Florida Governor-elect Rick Scott says he wants to be known as the jobs governor. One of his main goals is to attract new businesses to the sunshine state, and his top advisors say one of the best ways to do that is to expand the state's ports.

If you're a major shipping company looking for a port of call, Florida looks pretty attractive, but don't dock just yet.

Unlike most other American ports, ours don't have access to rail lines or the kind of water depth to welcome the world's biggest cargo ships... at least not yet.

“We're going to make Florida the best place in the entire United States to do business.”

In his quest to revitalize our economy, Governor-elect Scott's transition team is out with a new report that recommends expanding capacity at each of Florida’s ports. It also calls for dredging our four biggest ports - Tampa, Miami, Jacksonville and Everglades to allow for those so-called 'super' container ships to dock.

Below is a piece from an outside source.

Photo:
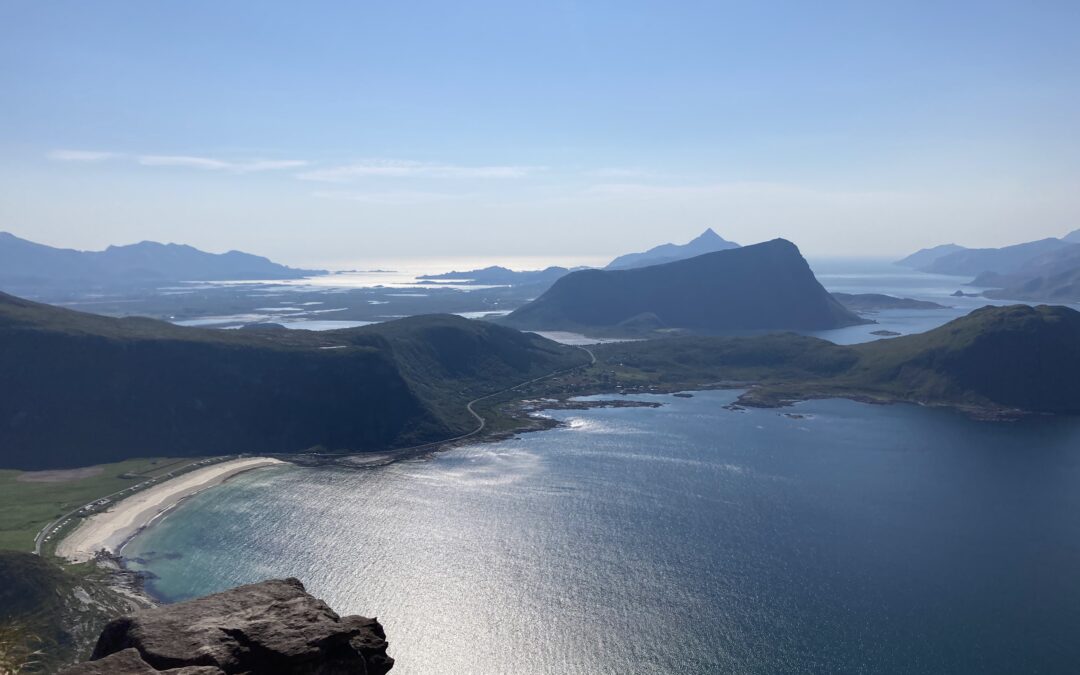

“Our geographic location is the envy of the rest of the globe.”

Dale Brill with the Florida Chamber of Commerce helped craft the recommendations. He says if they're implemented we could see more than 143,000 new, high-wage jobs.

“We are the state that's closest to Africa and the Suez Canal in the United States, on the eastern seaboard, and with the post-Panamax ships coming from the widening of the Panama Canal, they're going to bypass Long Beach and California, they're going to go somewhere, and we want them to come to Florida,” Brill said.

Port expansion may be critical to expanding Florida’s economy, but it comes with a big price tag: around $1.8 billion.

When Scott takes over here at the capitol, he may find it difficult to come up with the money, especially with a budget deficit in upwards of three billion.

And some critics are privately complaining port expansion might come at the expense of building and maintaining roadways. Without them, it's tough to move all that cargo from the port to the store.

For his part, Scott has yet to make any promises.

“Everything state government does, it restricts our freedom, so what should we be doing?” he said.

The answer from his own team – an overhaul down at the docks.

Scott's transition report says it would cost more than $300 million to dredge Tampa’s port alone, and his advisors recommend paying for it by floating a public bond that would be repaid by Florida taxpayers.